Disclaimer’s first episode’s first scene begins is an iris slowly opening on two college kids fucking on a moving train with the Italian countryside in the background. A conductor knocks on their cabin door, demanding their tickets. The guy, Jonathan (Louis Partridge), scrambles to find them while using the sheet hiding the girl, Sasha (Liv Hill), to cover himself up, unsuccessfully. The conductor leaves and the young couple fall back together in bed, laughing and making love once again. This is filmed as a continuous shot, lasting two and a half minutes.

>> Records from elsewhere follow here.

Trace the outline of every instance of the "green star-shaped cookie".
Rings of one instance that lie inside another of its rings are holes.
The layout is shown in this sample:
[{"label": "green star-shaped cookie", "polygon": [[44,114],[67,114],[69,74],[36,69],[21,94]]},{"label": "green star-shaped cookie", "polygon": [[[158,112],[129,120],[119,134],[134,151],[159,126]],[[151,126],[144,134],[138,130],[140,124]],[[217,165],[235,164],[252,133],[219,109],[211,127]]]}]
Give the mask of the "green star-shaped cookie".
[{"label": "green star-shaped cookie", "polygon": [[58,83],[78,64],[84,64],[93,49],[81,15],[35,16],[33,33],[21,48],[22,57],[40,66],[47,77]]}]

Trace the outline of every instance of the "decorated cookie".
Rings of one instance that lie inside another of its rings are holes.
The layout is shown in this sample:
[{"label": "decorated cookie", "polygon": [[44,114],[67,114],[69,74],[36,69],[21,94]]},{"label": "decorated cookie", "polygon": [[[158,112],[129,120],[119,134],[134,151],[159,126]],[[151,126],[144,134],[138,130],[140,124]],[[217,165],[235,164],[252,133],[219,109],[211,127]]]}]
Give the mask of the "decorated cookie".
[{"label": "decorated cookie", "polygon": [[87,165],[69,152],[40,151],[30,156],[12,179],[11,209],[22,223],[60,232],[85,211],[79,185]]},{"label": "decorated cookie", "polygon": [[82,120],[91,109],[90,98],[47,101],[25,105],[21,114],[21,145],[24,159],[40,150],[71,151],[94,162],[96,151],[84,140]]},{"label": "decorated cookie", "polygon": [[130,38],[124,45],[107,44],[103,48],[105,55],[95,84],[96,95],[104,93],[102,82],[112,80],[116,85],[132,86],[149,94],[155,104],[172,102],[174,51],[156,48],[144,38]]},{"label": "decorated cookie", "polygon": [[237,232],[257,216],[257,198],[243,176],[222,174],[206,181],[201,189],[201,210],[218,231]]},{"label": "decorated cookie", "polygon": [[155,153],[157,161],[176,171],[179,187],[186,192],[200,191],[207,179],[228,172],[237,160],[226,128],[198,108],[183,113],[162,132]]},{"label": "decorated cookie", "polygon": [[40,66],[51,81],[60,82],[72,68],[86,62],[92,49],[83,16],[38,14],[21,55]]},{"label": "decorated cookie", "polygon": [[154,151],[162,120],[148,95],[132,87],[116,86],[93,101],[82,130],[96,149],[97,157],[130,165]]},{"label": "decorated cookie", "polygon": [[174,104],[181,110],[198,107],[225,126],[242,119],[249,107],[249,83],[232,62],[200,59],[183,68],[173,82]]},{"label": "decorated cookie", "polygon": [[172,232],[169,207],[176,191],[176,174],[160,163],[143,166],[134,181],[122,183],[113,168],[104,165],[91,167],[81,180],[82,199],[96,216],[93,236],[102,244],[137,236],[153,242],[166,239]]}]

Disclaimer’s first episode’s second scene beings with a close-up of Cate Blanchett, a move that has never steered a filmmaker wrong since her estimable career began. In a scene that feels like a clear and deliberate riff on Tár, we’re introduced to her as an enormously talented, successful, and wealthy artist, in this case a documentarian rather than a composer-conductor. Once again, this figure, her named Catherine Ravenscroft is beloved by the intelligentsia and toasted by one of their IRL avatars, with Christiane Amanpour subbing in for Adam Gopnik. Once again she is greeted with warm applause. Have you seen Tár, by the way? Familiar with how things work out for her in that movie? Just asking, no reason.
Disclaimer’s first episode’s third scene begins with a close-up of Kevin Kline — and with his voiceover narration, which reveals him to be an elderly English boarding-school teacher named Stephen Brigstocke. Not, I think, what I expected from Kevin Kline. He’s a certain kind of teacher, too: burned out, contemptuous enough of the children and their let-me-speak-to-the-manager parents to stand by comments that cost him his job. Once, he laments — at least I think he laments; perhaps he doesn’t care at all — that he was “voted Most Popular Teacher of the Year…but that was years ago.”
Then we’re back to the young lovers on the train platform in Venice, spilling their belongings all over the place and making out lying there on the ground as they pick it all up. Then we’re back to the documentarian, who lives with her very wealthy, very well-meaning, but nevertheless somewhat affected and ineffectual husband (Sacha Baron Cohen, believe it or not); her own voiceover narration has kicked in, which is how we get this assessment of the man. They have a cat that seems to be everywhere at once.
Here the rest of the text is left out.